«Deus fez o homem à sua imagem e semelhança, e fez o crítico à semelhança do gato.
Ao crítico deu ele, como ao gato, a graça ondulosa e o assopro, o ronrom e a garra, a língua espinhosa e a câlinerie.
Fê-lo nervoso e ágil, reflectido e preguiçoso; artista até ao requinte, sarcasta até à tortura, e para os amigos bom rapaz, desconfiado para os indiferentes, e terrível com agressores e adversários. Um pouco lambeiro talvez perante as coisas belas, e um quase nada céptico perante as coisas consagradas; achando a quase todos os deuses pés de barro, ventre de jibóia a quase todos os homens, e a quase todos os tribunais, portas travessas.
Amigo de fazer jongleries com a primeirra bola de papel que alguém lhe atire, ou seja um poema, ou seja um tratado, ou seja um código.
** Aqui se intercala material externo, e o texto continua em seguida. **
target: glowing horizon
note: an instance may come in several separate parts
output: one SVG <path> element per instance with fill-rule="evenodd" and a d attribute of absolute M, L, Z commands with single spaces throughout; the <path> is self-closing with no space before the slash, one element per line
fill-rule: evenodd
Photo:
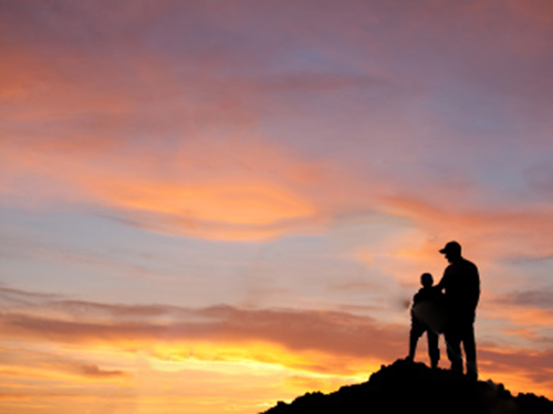
<path fill-rule="evenodd" d="M 242 414 L 365 381 L 451 240 L 481 378 L 553 399 L 551 23 L 3 1 L 0 411 Z"/>

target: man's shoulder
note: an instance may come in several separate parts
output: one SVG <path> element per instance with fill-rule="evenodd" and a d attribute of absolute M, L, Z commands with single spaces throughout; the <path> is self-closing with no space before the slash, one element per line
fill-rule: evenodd
<path fill-rule="evenodd" d="M 474 265 L 472 262 L 467 261 L 466 258 L 462 259 L 462 264 L 466 268 L 470 268 L 471 270 L 478 272 L 477 265 Z"/>

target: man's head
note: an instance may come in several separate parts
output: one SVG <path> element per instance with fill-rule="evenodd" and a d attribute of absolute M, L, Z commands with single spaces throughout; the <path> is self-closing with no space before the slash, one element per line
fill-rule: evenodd
<path fill-rule="evenodd" d="M 449 242 L 440 253 L 446 255 L 449 263 L 453 263 L 461 258 L 461 245 L 457 242 Z"/>
<path fill-rule="evenodd" d="M 430 287 L 430 286 L 432 286 L 434 285 L 432 275 L 430 275 L 429 273 L 424 273 L 422 276 L 420 276 L 420 284 L 424 287 Z"/>

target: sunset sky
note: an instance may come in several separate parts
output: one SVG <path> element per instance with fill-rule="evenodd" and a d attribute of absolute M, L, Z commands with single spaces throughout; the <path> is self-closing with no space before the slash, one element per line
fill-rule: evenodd
<path fill-rule="evenodd" d="M 550 0 L 0 0 L 0 155 L 2 413 L 366 381 L 451 240 L 553 399 Z"/>

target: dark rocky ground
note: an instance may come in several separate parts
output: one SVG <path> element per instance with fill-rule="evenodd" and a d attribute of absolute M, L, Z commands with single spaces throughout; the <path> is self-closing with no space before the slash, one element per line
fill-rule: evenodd
<path fill-rule="evenodd" d="M 553 414 L 553 402 L 534 394 L 513 396 L 501 384 L 470 381 L 449 370 L 398 360 L 368 382 L 332 394 L 307 393 L 279 402 L 264 414 Z"/>

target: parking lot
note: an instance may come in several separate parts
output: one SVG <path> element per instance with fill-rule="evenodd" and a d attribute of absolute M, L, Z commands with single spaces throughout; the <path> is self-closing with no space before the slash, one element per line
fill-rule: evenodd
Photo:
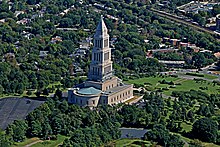
<path fill-rule="evenodd" d="M 25 117 L 40 106 L 44 101 L 27 98 L 3 98 L 0 99 L 0 128 L 6 129 L 14 120 Z"/>

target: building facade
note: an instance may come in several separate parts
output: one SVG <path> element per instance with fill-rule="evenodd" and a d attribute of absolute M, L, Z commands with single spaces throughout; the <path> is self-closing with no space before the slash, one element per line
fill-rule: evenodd
<path fill-rule="evenodd" d="M 133 98 L 133 85 L 113 75 L 108 29 L 103 18 L 96 28 L 88 80 L 68 90 L 68 102 L 80 106 L 114 105 Z"/>

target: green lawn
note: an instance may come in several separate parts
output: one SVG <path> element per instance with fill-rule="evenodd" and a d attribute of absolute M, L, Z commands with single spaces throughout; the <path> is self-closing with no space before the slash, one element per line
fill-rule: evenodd
<path fill-rule="evenodd" d="M 149 141 L 143 141 L 141 139 L 119 139 L 114 141 L 113 146 L 115 147 L 141 147 L 141 146 L 150 146 Z"/>
<path fill-rule="evenodd" d="M 27 144 L 40 140 L 37 137 L 25 139 L 23 142 L 15 143 L 12 147 L 24 147 Z"/>
<path fill-rule="evenodd" d="M 199 87 L 208 87 L 207 90 L 201 90 Z M 196 83 L 194 80 L 185 80 L 181 82 L 181 85 L 176 85 L 176 88 L 170 88 L 168 91 L 164 91 L 164 94 L 171 95 L 172 91 L 189 91 L 189 90 L 201 90 L 208 94 L 220 94 L 220 86 L 213 85 L 211 82 Z"/>
<path fill-rule="evenodd" d="M 206 75 L 210 76 L 211 75 Z M 172 87 L 171 85 L 168 84 L 160 84 L 159 81 L 161 80 L 166 80 L 166 81 L 173 81 L 175 84 L 180 83 L 181 85 L 175 85 L 175 87 Z M 163 93 L 165 95 L 170 96 L 172 91 L 189 91 L 191 89 L 193 90 L 201 90 L 204 91 L 208 94 L 220 94 L 220 86 L 218 85 L 213 85 L 211 82 L 205 81 L 205 82 L 199 82 L 197 83 L 194 80 L 187 80 L 187 79 L 181 79 L 181 78 L 174 78 L 174 77 L 145 77 L 145 78 L 139 78 L 139 79 L 134 79 L 134 80 L 128 80 L 126 81 L 129 84 L 143 84 L 147 88 L 147 90 L 150 91 L 155 91 L 157 89 L 162 89 L 162 88 L 169 88 L 169 90 L 163 90 Z M 171 88 L 172 87 L 172 88 Z M 207 87 L 208 89 L 202 90 L 199 87 Z"/>
<path fill-rule="evenodd" d="M 214 80 L 217 79 L 218 77 L 215 75 L 209 75 L 209 74 L 204 74 L 204 78 L 210 79 L 210 80 Z"/>
<path fill-rule="evenodd" d="M 57 140 L 46 140 L 43 142 L 36 143 L 31 147 L 57 147 L 59 144 L 62 144 L 66 138 L 68 137 L 63 135 L 58 135 Z"/>
<path fill-rule="evenodd" d="M 129 84 L 144 84 L 144 83 L 150 83 L 151 85 L 156 85 L 159 81 L 161 80 L 167 80 L 167 81 L 176 81 L 179 78 L 174 78 L 174 77 L 145 77 L 145 78 L 139 78 L 139 79 L 134 79 L 134 80 L 128 80 L 126 81 Z M 148 85 L 148 84 L 146 84 Z"/>

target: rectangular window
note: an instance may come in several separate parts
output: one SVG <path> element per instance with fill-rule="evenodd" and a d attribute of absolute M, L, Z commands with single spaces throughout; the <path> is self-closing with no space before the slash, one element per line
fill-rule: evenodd
<path fill-rule="evenodd" d="M 104 60 L 109 60 L 109 52 L 104 54 Z"/>
<path fill-rule="evenodd" d="M 111 71 L 111 65 L 104 68 L 104 73 L 108 73 Z"/>
<path fill-rule="evenodd" d="M 107 47 L 108 46 L 108 39 L 105 39 L 104 40 L 104 47 Z"/>

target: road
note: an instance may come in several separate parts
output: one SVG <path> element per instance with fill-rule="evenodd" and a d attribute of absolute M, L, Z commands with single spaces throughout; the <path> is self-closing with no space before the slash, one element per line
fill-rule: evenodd
<path fill-rule="evenodd" d="M 204 28 L 204 27 L 199 26 L 199 25 L 195 25 L 192 22 L 188 22 L 188 21 L 186 21 L 186 20 L 184 20 L 184 19 L 182 19 L 182 18 L 180 18 L 178 16 L 172 15 L 172 14 L 164 12 L 164 11 L 159 11 L 159 10 L 156 10 L 156 9 L 153 9 L 153 8 L 151 8 L 149 11 L 151 11 L 152 13 L 155 13 L 155 14 L 161 16 L 161 17 L 164 17 L 164 18 L 167 18 L 167 19 L 179 22 L 181 24 L 190 26 L 190 27 L 192 27 L 192 28 L 194 28 L 194 29 L 196 29 L 198 31 L 206 32 L 206 33 L 209 33 L 211 35 L 214 35 L 213 37 L 215 37 L 218 41 L 220 41 L 220 35 L 216 34 L 212 30 L 209 30 L 209 29 Z"/>

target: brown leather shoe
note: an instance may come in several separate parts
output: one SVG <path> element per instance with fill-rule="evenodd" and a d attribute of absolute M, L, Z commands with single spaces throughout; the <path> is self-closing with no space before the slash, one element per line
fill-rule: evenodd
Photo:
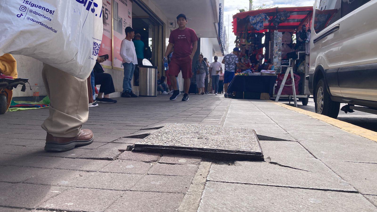
<path fill-rule="evenodd" d="M 85 146 L 90 144 L 93 142 L 94 139 L 93 132 L 87 129 L 81 130 L 78 135 L 73 138 L 54 137 L 48 133 L 44 150 L 65 152 L 74 149 L 77 146 Z"/>

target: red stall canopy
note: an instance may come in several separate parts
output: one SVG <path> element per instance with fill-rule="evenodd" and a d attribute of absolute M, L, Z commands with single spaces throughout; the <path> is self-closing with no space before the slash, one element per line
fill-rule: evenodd
<path fill-rule="evenodd" d="M 282 12 L 288 12 L 290 16 L 278 26 L 278 30 L 294 30 L 297 29 L 299 26 L 305 23 L 313 15 L 313 7 L 296 7 L 292 8 L 275 8 L 269 9 L 252 10 L 247 12 L 239 12 L 233 16 L 233 32 L 237 35 L 238 31 L 245 30 L 245 24 L 248 21 L 246 18 L 250 16 L 254 16 L 261 13 L 267 15 L 270 18 L 268 23 L 264 24 L 264 29 L 261 31 L 265 31 L 269 28 L 273 27 L 273 29 L 276 29 L 276 27 L 273 23 L 276 15 Z M 241 23 L 240 23 L 241 22 Z M 238 25 L 239 28 L 238 30 Z M 260 32 L 262 32 L 259 31 Z"/>

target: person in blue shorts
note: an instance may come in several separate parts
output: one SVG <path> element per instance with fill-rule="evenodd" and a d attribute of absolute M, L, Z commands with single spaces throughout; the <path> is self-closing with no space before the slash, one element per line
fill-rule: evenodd
<path fill-rule="evenodd" d="M 238 47 L 233 49 L 233 52 L 227 54 L 222 60 L 223 64 L 225 64 L 224 72 L 224 89 L 225 94 L 228 90 L 228 86 L 234 76 L 236 66 L 242 69 L 247 68 L 245 65 L 238 61 L 238 54 L 241 51 Z"/>

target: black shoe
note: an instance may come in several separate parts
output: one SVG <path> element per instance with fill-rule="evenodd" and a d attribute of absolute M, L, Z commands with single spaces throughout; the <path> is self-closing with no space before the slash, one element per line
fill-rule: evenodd
<path fill-rule="evenodd" d="M 123 92 L 123 93 L 122 93 L 122 96 L 121 96 L 121 97 L 126 97 L 126 98 L 130 98 L 131 97 L 131 96 L 130 95 L 130 94 L 128 94 L 128 92 L 127 92 L 127 91 L 126 91 L 126 92 Z"/>
<path fill-rule="evenodd" d="M 179 92 L 179 90 L 174 91 L 174 92 L 173 93 L 173 95 L 170 97 L 170 100 L 172 101 L 177 99 L 177 97 L 178 97 L 178 96 L 179 95 L 179 94 L 180 94 L 181 92 Z"/>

Paciente em aguardar, manso e pagado, com um ar de mistério, horas e horas, a surtida de um rato pelos interstícios de um tapume, e pelando-se, uma vez caçada a presa, por fazer da agonia dela uma distracção; ora enrolando-a como um cigarro, entre as patinhas de veludo; ora fingindo que lhe concede a liberdade, atirando-a ao ar, recebendo-a entre os dentes, roçando-se por ela e moendo-a, até a deixar num picado ou num frangalho.
Desde que o nosso tempo englobou os homens em três categorias de brutos, o burro, o cão e o gato – isto é, o animal de trabalho, o animal de ataque, e o animal de humor e fantasia – porque não escolheremos nós o travesti do último? É o que se quadra mais no nosso tipo, e aquele que melhor nos livrará da escravidão do asno, e das dentadas famintas do cachorro.
Razão porque nos acharás aqui, leitor, miando pouco, arranhando sempre, e não temendo nunca.”
- Fialho de Almeida, Prefácio de «Os Gatos», 1857 - 1911.